Topical Area: Community and Public Health Nutrition
Objectives : The United States is experiencing an increased influx of Bangladeshi and Bengali immigrants, yet there is limited research on how migration may affect the traditional diet in this population. Addressing this research need, the present study aimed to: (1) Examine the dietary changes upon migration among Bangladeshi women in New York City (NYC), and (2) Explore the influence of religion (Islam) on the dietary acculturation process.
Methods : Cross-sectional qualitative study, using semi-structured interviews with 18 Bangladeshi-born, Muslim women, who immigrated to the US within the last 15 years. Interview transcripts were analyzed iteratively using Dedoose to organize and compare themes emerging from the interview.
Results : The women reported having access to traditional ingredients in NYC, given the expansion of South Asian stores. Drivers for dietary change included trying new foods as part of celebrating American holidays, learning about new foods through their children, and trying new recipes for American and other ethnic foods found through social media. Following Islamic diet laws prevented the women from consumption of pork products, and led them to modify dishes served during American holidays (i.e. Thanksgiving, Memorial Day, Fourth of July, and Labor Day). Changes were also reported in views regarding the healthfulness of Bengali cuisine after migration. These changes included the switch to brown rice instead of white rice, grilling meat rather than frying, and portion control.

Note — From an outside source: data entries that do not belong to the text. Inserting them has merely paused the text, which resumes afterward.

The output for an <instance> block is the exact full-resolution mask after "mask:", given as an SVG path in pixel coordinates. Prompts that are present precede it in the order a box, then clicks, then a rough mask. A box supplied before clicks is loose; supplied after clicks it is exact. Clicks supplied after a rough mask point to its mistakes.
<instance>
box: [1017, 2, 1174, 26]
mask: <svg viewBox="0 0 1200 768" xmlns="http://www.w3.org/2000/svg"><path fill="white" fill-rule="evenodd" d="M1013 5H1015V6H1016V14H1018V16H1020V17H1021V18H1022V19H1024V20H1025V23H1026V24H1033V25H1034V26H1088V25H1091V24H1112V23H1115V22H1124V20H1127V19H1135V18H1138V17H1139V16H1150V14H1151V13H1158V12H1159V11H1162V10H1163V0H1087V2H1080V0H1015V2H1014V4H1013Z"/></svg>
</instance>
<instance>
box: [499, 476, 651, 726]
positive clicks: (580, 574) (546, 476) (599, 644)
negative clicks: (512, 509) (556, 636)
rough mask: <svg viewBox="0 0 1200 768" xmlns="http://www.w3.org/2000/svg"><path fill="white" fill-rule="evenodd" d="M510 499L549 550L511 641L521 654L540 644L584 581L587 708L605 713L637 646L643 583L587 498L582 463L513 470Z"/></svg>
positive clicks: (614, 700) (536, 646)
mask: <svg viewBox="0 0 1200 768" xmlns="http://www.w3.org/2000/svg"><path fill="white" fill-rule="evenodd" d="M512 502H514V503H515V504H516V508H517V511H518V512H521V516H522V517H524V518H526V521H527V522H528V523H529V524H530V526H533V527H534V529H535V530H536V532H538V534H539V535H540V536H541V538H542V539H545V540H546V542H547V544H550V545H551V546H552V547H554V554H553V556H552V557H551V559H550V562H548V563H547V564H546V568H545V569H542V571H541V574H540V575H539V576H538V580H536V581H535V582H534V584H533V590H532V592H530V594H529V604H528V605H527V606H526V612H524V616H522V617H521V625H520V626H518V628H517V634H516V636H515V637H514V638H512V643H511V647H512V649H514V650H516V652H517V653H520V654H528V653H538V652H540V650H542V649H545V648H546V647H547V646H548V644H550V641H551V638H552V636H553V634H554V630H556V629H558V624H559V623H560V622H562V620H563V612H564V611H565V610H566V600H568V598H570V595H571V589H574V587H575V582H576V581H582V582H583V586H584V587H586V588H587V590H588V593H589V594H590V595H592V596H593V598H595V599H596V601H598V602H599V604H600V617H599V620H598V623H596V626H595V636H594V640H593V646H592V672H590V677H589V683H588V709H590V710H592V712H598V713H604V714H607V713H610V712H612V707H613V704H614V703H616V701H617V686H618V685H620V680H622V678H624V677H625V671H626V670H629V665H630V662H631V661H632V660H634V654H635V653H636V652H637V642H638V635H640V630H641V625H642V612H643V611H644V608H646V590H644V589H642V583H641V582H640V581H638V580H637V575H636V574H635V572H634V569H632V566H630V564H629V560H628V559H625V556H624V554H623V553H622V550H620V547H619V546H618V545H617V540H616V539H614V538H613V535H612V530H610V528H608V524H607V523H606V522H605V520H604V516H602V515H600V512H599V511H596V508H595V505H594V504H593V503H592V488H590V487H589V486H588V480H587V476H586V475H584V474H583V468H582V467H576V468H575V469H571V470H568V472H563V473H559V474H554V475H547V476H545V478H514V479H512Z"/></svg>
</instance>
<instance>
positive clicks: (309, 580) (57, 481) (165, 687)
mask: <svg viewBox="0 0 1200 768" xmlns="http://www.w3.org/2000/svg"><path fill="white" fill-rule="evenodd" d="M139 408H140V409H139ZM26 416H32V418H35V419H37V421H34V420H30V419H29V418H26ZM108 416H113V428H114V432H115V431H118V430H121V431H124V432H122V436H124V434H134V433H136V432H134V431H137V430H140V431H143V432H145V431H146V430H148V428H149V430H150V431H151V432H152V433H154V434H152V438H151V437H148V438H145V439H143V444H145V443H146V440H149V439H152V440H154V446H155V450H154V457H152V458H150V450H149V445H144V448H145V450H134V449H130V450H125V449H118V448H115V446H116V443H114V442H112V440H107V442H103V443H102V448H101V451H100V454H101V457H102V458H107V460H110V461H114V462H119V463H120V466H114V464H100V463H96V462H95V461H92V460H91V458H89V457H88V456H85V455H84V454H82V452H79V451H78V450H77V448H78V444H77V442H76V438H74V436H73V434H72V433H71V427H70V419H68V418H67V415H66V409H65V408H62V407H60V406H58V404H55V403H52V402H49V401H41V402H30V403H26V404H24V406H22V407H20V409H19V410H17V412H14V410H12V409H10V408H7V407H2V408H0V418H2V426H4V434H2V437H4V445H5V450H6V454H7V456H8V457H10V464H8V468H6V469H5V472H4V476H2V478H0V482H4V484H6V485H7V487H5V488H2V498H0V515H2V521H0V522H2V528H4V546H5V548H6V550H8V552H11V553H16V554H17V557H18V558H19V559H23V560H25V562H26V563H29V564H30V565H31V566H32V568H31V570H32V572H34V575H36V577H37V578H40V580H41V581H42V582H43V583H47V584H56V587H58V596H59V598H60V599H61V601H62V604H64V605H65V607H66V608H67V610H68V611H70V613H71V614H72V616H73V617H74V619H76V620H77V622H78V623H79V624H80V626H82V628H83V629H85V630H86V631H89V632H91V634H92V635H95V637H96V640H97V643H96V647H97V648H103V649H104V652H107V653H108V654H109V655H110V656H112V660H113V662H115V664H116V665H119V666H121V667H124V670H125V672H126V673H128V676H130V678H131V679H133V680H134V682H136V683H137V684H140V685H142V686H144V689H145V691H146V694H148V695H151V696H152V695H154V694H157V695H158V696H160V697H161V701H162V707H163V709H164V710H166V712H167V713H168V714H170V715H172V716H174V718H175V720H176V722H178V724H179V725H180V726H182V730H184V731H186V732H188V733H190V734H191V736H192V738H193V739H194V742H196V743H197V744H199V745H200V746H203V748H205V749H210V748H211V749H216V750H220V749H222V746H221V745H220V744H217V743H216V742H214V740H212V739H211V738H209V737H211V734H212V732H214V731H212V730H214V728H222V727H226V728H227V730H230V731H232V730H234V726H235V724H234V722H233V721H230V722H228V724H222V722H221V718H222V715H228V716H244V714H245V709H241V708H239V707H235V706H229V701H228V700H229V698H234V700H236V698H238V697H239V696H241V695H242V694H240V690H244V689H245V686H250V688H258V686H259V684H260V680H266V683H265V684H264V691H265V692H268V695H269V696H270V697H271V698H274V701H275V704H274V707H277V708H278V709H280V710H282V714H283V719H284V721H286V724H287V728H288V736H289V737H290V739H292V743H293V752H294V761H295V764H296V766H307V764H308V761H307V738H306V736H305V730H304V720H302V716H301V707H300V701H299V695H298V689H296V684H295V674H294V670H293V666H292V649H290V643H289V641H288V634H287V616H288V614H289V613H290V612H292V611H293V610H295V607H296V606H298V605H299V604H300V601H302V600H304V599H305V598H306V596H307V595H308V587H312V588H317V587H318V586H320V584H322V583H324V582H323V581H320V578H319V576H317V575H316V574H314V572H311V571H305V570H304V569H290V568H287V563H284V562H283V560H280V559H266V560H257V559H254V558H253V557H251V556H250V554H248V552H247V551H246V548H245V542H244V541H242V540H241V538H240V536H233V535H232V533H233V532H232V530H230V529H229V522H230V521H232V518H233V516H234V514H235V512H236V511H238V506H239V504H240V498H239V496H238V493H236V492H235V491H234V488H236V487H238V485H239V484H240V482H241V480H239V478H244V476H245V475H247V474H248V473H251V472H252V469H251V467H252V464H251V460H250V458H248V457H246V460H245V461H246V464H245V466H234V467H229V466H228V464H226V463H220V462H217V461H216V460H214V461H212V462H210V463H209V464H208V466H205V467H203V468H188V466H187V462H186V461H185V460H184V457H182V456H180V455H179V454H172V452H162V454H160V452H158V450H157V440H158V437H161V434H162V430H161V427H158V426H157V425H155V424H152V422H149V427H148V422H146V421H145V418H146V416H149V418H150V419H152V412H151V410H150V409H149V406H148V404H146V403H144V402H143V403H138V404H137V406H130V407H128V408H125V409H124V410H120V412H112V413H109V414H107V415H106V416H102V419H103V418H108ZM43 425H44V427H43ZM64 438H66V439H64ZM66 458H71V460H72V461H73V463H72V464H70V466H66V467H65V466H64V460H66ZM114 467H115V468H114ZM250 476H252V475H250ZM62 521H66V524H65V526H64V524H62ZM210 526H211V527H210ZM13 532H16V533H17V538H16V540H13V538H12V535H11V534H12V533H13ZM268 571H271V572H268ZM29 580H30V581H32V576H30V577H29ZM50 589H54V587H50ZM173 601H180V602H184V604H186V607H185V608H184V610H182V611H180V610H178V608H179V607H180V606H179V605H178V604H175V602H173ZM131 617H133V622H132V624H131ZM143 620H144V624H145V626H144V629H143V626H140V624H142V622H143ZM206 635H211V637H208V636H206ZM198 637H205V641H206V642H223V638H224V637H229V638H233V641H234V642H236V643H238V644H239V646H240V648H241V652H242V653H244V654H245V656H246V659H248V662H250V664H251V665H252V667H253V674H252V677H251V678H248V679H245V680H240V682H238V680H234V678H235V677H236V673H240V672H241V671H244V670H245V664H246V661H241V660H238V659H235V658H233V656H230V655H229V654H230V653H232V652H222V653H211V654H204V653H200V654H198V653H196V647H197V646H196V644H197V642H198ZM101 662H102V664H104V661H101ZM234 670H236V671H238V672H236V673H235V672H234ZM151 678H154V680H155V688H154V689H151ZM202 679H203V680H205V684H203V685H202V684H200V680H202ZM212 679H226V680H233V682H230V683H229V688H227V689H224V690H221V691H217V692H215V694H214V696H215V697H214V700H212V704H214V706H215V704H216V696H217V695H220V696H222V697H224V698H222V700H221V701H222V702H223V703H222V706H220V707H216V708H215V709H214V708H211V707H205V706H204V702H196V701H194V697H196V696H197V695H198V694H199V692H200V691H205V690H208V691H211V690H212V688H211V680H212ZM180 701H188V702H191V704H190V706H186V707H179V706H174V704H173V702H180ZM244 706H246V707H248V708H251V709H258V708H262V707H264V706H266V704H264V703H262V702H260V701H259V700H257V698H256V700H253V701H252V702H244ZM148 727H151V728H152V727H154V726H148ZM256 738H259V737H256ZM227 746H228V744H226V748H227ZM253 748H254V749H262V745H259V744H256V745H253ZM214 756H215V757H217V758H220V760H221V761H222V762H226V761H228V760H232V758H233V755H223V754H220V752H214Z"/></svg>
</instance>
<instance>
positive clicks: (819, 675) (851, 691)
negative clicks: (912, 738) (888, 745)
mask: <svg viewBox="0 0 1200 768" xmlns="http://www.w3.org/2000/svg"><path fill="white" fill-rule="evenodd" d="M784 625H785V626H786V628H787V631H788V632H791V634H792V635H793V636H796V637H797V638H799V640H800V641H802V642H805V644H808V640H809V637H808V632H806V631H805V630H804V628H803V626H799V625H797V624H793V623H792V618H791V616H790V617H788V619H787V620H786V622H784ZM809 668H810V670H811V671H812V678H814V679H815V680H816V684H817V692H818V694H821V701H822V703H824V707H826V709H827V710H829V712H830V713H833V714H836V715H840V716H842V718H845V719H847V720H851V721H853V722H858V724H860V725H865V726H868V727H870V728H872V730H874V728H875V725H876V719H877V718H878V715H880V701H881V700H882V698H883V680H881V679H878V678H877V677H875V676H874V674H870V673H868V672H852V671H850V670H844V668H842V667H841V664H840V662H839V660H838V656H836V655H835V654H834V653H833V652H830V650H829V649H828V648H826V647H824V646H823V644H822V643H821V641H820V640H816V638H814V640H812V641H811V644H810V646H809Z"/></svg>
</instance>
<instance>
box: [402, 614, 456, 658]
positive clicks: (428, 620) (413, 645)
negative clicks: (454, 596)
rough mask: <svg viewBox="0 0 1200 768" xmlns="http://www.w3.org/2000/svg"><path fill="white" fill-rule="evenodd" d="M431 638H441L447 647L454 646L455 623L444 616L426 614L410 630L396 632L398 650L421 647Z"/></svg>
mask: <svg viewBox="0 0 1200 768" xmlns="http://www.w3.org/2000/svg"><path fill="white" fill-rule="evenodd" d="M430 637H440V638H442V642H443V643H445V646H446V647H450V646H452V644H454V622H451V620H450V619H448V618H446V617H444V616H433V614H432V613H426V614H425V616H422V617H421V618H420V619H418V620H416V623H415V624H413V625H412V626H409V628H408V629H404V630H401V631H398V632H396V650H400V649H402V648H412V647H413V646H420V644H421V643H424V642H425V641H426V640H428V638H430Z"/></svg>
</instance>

Conclusions : This study contributes to understanding of the dietary acculturation process in Bangladeshi- American population, including the influence of religion in the process. The results show that immigrants seek to keep their identities and that food is one of the main ways to keep their memories of their homelands. These findings can be applied to future interventions targeting the growing South Asian immigrant population in the US.